The El Paso Downtown Ballpark and The Blame Game
What will be the long term effect of Tuesday’s 5-3 vote by City Council to approve $52.8 million in bonds to finance the new downtown ballpark? When the Council first approved $50 million to allocate for the stadium last summer, many people felt the amount would cover all of its construction costs. However, when City Council was told about the additional $10 million to cover additional expenses, they balked at adding to the large tab. Forget about the street and sidewalk work around the stadium, or a party pavilion for families, or a bar and restaurant. Those amenities would give a first class touch to the new downtown ballpark, but City Council was not willing to cover the extra cost.
“The blame game” started when City Manager Joyce Wilson and City Engineer Alan Shubert were blasted by City Representatives for not communicating to them the possibility of an increase in the stadium’s budget. This is a microcosm of the downtown project’s biggest recurring flaw: a lack of communication. Since the ballpark was rushed through last summer amid a firestorm of controversy, city leaders should have gone out of their way to make sure that there were no additional surprises pertaining to the ballpark. When the $10 million additional price tag was added to the total projected cost last week, even the most loyal city representatives to the downtown stadium felt betrayed by Wilson. The situation was so bad that she asked Council to remove the additional funding from Tuesday’s agenda.

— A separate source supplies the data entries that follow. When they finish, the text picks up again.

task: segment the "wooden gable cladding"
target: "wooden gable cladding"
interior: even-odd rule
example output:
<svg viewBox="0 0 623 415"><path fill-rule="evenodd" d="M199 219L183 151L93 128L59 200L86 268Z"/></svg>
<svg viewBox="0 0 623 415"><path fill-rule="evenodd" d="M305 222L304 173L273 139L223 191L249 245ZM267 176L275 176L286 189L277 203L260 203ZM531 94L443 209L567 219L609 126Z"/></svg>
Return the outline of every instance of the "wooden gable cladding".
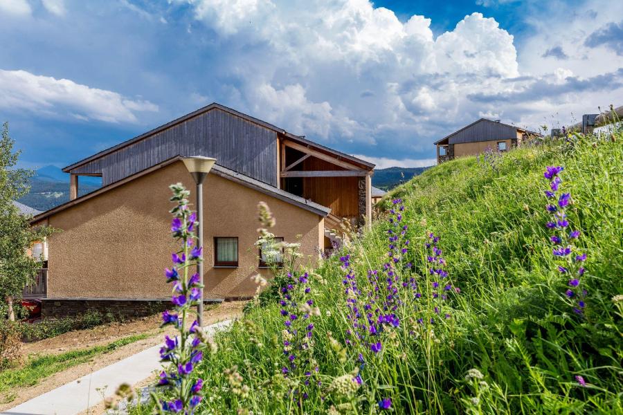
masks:
<svg viewBox="0 0 623 415"><path fill-rule="evenodd" d="M296 149L288 148L286 151L286 163L291 165L303 158L303 153ZM292 160L294 161L292 161ZM289 189L285 181L298 181L300 183L300 196L306 199L331 209L336 216L343 218L359 218L359 176L341 176L340 174L352 174L359 170L349 170L336 165L329 161L321 160L314 156L306 157L291 170L282 172L282 180L285 188ZM287 173L300 173L301 176L292 177L285 175ZM327 172L330 176L323 176L315 174L305 176L305 173Z"/></svg>
<svg viewBox="0 0 623 415"><path fill-rule="evenodd" d="M69 172L101 174L106 186L179 155L214 157L224 167L278 184L277 133L218 108L156 129Z"/></svg>

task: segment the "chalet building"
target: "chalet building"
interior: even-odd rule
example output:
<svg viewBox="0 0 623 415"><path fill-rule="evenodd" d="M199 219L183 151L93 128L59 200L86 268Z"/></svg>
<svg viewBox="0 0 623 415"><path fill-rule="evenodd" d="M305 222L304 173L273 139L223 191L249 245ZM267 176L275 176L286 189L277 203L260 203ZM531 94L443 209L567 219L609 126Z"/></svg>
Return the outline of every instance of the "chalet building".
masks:
<svg viewBox="0 0 623 415"><path fill-rule="evenodd" d="M498 120L480 118L435 142L437 164L455 157L478 154L487 148L506 151L511 147L521 145L521 141L528 134L536 133L503 124Z"/></svg>
<svg viewBox="0 0 623 415"><path fill-rule="evenodd" d="M249 297L251 277L269 277L254 246L260 201L276 220L271 232L300 242L309 264L341 220L371 220L374 165L212 104L63 169L71 200L31 222L61 230L45 247L44 317L86 307L138 313L167 301L163 270L176 250L168 186L194 191L186 156L217 159L204 183L204 298ZM102 187L78 197L82 176L101 176Z"/></svg>
<svg viewBox="0 0 623 415"><path fill-rule="evenodd" d="M387 192L383 190L382 189L379 189L379 187L374 187L372 186L372 205L376 204L377 202L381 201L381 199L383 199L387 194Z"/></svg>

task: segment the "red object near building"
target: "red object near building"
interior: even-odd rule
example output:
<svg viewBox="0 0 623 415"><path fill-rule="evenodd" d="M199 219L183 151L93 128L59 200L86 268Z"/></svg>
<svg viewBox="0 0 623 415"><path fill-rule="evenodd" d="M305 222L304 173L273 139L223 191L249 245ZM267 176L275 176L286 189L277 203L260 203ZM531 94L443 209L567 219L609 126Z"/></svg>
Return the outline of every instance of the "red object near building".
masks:
<svg viewBox="0 0 623 415"><path fill-rule="evenodd" d="M29 323L34 323L41 320L41 300L39 299L22 299L21 306L28 312L28 316L24 319Z"/></svg>

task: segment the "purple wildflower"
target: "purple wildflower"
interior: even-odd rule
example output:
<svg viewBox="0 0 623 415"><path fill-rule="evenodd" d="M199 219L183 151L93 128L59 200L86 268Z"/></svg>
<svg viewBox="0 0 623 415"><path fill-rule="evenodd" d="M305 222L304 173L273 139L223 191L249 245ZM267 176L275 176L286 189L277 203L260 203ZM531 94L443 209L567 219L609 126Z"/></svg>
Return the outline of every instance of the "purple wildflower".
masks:
<svg viewBox="0 0 623 415"><path fill-rule="evenodd" d="M182 223L181 219L179 218L173 218L173 220L171 221L171 232L175 233L181 230Z"/></svg>
<svg viewBox="0 0 623 415"><path fill-rule="evenodd" d="M183 294L180 294L177 297L174 295L171 297L171 302L178 307L181 307L186 304L186 296Z"/></svg>
<svg viewBox="0 0 623 415"><path fill-rule="evenodd" d="M575 376L575 380L577 380L577 382L580 386L583 387L586 387L586 381L584 380L584 378L579 375Z"/></svg>
<svg viewBox="0 0 623 415"><path fill-rule="evenodd" d="M379 407L381 409L388 409L392 407L392 400L389 398L384 398L379 402Z"/></svg>
<svg viewBox="0 0 623 415"><path fill-rule="evenodd" d="M190 251L190 260L197 259L201 256L201 252L204 250L203 246L195 246Z"/></svg>
<svg viewBox="0 0 623 415"><path fill-rule="evenodd" d="M173 261L173 264L183 264L186 261L186 255L182 254L180 256L177 254L172 254L171 260Z"/></svg>
<svg viewBox="0 0 623 415"><path fill-rule="evenodd" d="M177 270L174 268L170 270L169 268L165 268L165 275L167 277L167 282L177 281L177 279L179 279L179 275L177 273Z"/></svg>

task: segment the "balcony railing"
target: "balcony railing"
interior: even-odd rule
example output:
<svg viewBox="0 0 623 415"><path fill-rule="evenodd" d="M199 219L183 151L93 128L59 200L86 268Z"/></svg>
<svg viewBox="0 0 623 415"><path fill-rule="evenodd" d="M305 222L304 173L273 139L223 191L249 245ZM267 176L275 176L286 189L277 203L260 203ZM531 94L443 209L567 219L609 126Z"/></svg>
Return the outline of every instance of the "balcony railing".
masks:
<svg viewBox="0 0 623 415"><path fill-rule="evenodd" d="M48 294L48 268L37 271L37 276L33 284L24 288L23 298L46 298Z"/></svg>

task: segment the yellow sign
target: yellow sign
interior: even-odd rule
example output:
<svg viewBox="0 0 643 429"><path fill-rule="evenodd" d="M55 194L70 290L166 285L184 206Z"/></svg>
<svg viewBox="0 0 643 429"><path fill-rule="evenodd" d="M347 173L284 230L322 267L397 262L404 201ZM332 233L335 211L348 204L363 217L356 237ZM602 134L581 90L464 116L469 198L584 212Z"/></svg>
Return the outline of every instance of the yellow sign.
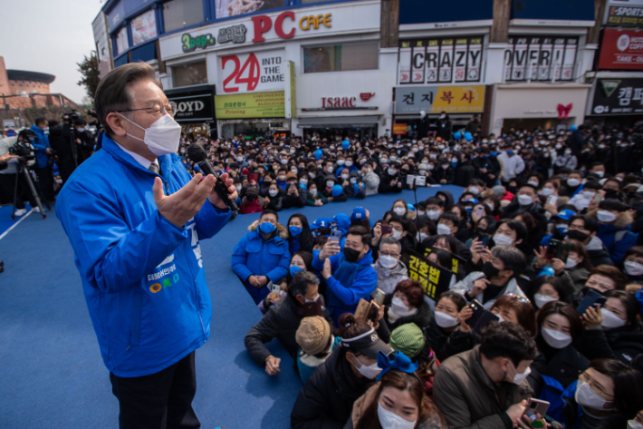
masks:
<svg viewBox="0 0 643 429"><path fill-rule="evenodd" d="M439 86L431 106L431 113L467 113L483 112L485 85Z"/></svg>
<svg viewBox="0 0 643 429"><path fill-rule="evenodd" d="M317 16L312 15L310 16L302 16L302 19L299 20L299 28L303 31L308 31L311 27L317 30L320 24L323 24L326 28L331 28L331 14L325 15L318 15Z"/></svg>
<svg viewBox="0 0 643 429"><path fill-rule="evenodd" d="M216 119L284 118L283 91L215 95Z"/></svg>

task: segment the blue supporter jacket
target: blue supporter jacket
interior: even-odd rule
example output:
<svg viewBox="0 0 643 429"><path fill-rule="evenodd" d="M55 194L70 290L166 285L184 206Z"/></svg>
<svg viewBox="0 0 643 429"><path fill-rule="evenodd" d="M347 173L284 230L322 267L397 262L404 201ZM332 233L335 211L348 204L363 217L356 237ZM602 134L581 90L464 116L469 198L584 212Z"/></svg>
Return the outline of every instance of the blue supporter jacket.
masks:
<svg viewBox="0 0 643 429"><path fill-rule="evenodd" d="M38 168L43 169L46 167L49 162L49 158L47 158L47 149L51 148L49 145L49 137L43 130L35 125L32 125L30 130L38 136L38 140L34 142L33 146L34 149L35 149L35 161L38 162Z"/></svg>
<svg viewBox="0 0 643 429"><path fill-rule="evenodd" d="M328 311L332 315L335 325L344 313L355 313L360 298L367 301L378 284L378 273L371 267L371 250L355 263L349 262L341 252L329 258L332 276L326 279ZM312 258L312 268L322 272L325 261L319 255Z"/></svg>
<svg viewBox="0 0 643 429"><path fill-rule="evenodd" d="M278 236L283 228L278 229L267 240L256 230L258 221L250 226L252 229L235 246L232 252L232 269L244 282L245 289L252 296L255 304L259 304L268 295L267 286L254 288L247 280L250 276L266 276L276 283L288 274L290 268L290 251L288 241Z"/></svg>
<svg viewBox="0 0 643 429"><path fill-rule="evenodd" d="M157 373L201 346L212 307L199 239L230 218L206 201L182 228L154 202L158 174L103 138L61 190L56 215L74 250L107 368L118 376ZM177 155L158 157L166 195L190 180Z"/></svg>

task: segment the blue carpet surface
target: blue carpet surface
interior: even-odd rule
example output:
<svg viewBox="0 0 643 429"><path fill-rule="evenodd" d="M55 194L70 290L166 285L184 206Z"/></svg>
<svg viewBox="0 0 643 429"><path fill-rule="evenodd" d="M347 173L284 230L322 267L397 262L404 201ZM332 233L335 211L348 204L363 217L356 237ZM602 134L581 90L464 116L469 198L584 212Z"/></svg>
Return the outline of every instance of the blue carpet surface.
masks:
<svg viewBox="0 0 643 429"><path fill-rule="evenodd" d="M456 186L417 191L424 200L440 190L457 199ZM318 217L350 214L357 206L380 219L393 201L413 203L413 192L376 195L323 207L279 213ZM11 226L0 211L0 235ZM119 407L111 395L73 252L53 211L43 220L33 213L0 241L0 427L116 428ZM215 238L201 242L212 297L212 334L197 351L194 408L204 429L288 428L301 382L277 341L268 347L282 358L270 377L244 346L244 336L261 312L230 268L232 250L259 214L239 216ZM7 227L8 225L8 227Z"/></svg>

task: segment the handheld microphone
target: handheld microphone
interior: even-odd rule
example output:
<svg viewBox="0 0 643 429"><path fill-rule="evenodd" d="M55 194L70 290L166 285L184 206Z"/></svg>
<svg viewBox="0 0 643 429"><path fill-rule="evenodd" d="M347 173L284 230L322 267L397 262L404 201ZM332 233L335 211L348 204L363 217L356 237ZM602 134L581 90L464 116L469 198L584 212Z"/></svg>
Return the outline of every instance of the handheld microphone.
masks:
<svg viewBox="0 0 643 429"><path fill-rule="evenodd" d="M212 168L212 165L210 165L210 162L207 161L207 154L206 153L206 151L204 151L198 144L192 143L187 148L187 156L190 160L197 162L206 175L212 174L215 176L216 179L216 182L215 183L215 190L218 194L219 198L223 200L226 205L229 207L232 211L236 211L236 204L235 204L235 201L230 200L228 190L226 189L226 183L221 180L219 175L216 174L216 171L215 171L215 169Z"/></svg>

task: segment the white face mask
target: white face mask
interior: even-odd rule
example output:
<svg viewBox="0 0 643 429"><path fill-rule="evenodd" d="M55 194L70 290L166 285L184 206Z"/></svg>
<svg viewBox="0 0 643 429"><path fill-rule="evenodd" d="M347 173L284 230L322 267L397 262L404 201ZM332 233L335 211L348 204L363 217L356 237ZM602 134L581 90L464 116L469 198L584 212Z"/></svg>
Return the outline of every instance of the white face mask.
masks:
<svg viewBox="0 0 643 429"><path fill-rule="evenodd" d="M429 211L430 213L430 211ZM445 225L444 223L437 224L437 235L449 235L451 234L451 229Z"/></svg>
<svg viewBox="0 0 643 429"><path fill-rule="evenodd" d="M599 394L591 390L590 385L582 380L579 380L574 399L576 399L578 404L592 410L605 410L605 405L613 402L603 399Z"/></svg>
<svg viewBox="0 0 643 429"><path fill-rule="evenodd" d="M608 210L599 210L596 212L596 217L599 219L600 221L605 222L605 223L609 223L613 222L616 220L616 215L612 213L611 211Z"/></svg>
<svg viewBox="0 0 643 429"><path fill-rule="evenodd" d="M542 294L533 294L533 300L536 301L536 307L542 308L542 306L552 301L558 301L555 297L548 297Z"/></svg>
<svg viewBox="0 0 643 429"><path fill-rule="evenodd" d="M565 266L563 268L573 268L578 265L578 260L574 259L573 258L567 258L567 262L565 262Z"/></svg>
<svg viewBox="0 0 643 429"><path fill-rule="evenodd" d="M440 327L453 327L457 325L457 317L449 316L446 313L436 310L436 323Z"/></svg>
<svg viewBox="0 0 643 429"><path fill-rule="evenodd" d="M513 375L512 379L512 383L513 383L514 385L522 385L524 379L527 378L530 374L532 374L532 368L530 368L529 366L527 366L527 368L523 374L518 374L518 371L515 369L515 366L513 366L513 364L512 364L511 362L509 362L509 364L512 366L512 368L513 368L513 371L515 372L515 375Z"/></svg>
<svg viewBox="0 0 643 429"><path fill-rule="evenodd" d="M378 259L379 265L384 268L393 269L398 266L398 258L390 255L382 255Z"/></svg>
<svg viewBox="0 0 643 429"><path fill-rule="evenodd" d="M352 353L351 353L351 355L352 355ZM377 378L378 375L379 375L379 373L382 372L382 369L378 366L378 363L377 363L377 362L375 362L375 363L372 364L372 365L368 365L368 366L367 366L367 365L364 365L364 364L362 364L361 362L360 362L360 361L357 359L357 357L355 357L355 355L352 355L352 356L353 356L353 359L355 359L355 362L358 362L358 363L360 364L360 366L358 366L357 365L353 364L353 366L355 366L355 368L360 372L360 374L361 374L362 375L364 375L364 376L365 376L366 378L368 378L369 380L374 380L375 378Z"/></svg>
<svg viewBox="0 0 643 429"><path fill-rule="evenodd" d="M638 262L634 262L633 260L626 260L623 265L625 265L625 270L630 276L638 277L643 274L643 265L639 264Z"/></svg>
<svg viewBox="0 0 643 429"><path fill-rule="evenodd" d="M402 315L408 313L409 308L404 304L404 302L402 302L401 299L398 297L394 297L393 300L390 302L390 310L397 315Z"/></svg>
<svg viewBox="0 0 643 429"><path fill-rule="evenodd" d="M118 114L145 132L145 137L142 140L131 134L127 135L132 139L143 141L156 156L177 153L177 151L178 151L178 142L181 138L181 126L177 123L170 115L164 114L152 122L149 128L145 129L133 121L130 121L120 113Z"/></svg>
<svg viewBox="0 0 643 429"><path fill-rule="evenodd" d="M605 308L600 308L600 313L602 313L603 315L603 322L600 324L601 327L607 329L613 329L615 327L620 327L625 326L625 320L619 317L611 311Z"/></svg>
<svg viewBox="0 0 643 429"><path fill-rule="evenodd" d="M521 206L528 206L533 202L533 199L529 195L518 195L518 204Z"/></svg>
<svg viewBox="0 0 643 429"><path fill-rule="evenodd" d="M395 413L385 410L379 400L378 400L378 418L382 429L413 429L417 423L417 419L409 422Z"/></svg>
<svg viewBox="0 0 643 429"><path fill-rule="evenodd" d="M405 210L403 207L396 207L393 209L393 212L398 216L404 216L404 213L406 213L407 210Z"/></svg>
<svg viewBox="0 0 643 429"><path fill-rule="evenodd" d="M492 239L495 244L498 246L511 246L513 243L513 239L511 237L507 237L504 234L494 234Z"/></svg>
<svg viewBox="0 0 643 429"><path fill-rule="evenodd" d="M541 334L542 335L542 339L553 348L565 348L571 344L571 336L556 329L543 327L541 330Z"/></svg>

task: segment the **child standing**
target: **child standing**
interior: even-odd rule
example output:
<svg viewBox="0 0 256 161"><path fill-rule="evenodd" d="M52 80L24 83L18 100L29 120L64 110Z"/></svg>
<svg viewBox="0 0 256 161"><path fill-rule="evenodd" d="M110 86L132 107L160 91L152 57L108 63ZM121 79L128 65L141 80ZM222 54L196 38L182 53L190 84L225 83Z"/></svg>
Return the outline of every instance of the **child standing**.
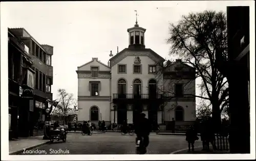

That is where things started to get even more interesting. Wilson continued “the blame game” by accusing Mountain Star Sports Group of asking for extra amenities like more box seats that were not part of the original design. Wilson also added that she informed MSSG two months ago that she would not ask council for additional money. Mountain Star Sports Group’s Paul Foster told KVIA TV that he was never asked to share in the cost of the additional amenities of the ballpark.
The truth is that we currently do not know how much the downtown ballpark will cost. It could come in under budget, right at the total, or exceed the $40 million price tag. As of today, only 20% of the project has been bid on and it will be at least a month before the final ballpark numbers are calculated. The $5 million in contingency funds were discussed just in case the project goes over budget. However, when Shubert painted a doom and gloom picture of what would happen to the ballpark if the increased funding was not passed, people assumed that final result would be less than acceptable.
I would expect the Mountain Star Sports Group to announce in the coming days or weeks that they will provide the contingency funding for the ballpark that City Council would not pass. The Fosters and the Hunts do not want their new stadium to be less than what they envisioned for the new Triple-A baseball team. With Thursday’s sold out Groundbreaking Ceremony, MSSG is fully aware how baseball fans in El Paso cannot wait to start attending games in their new downtown ballpark.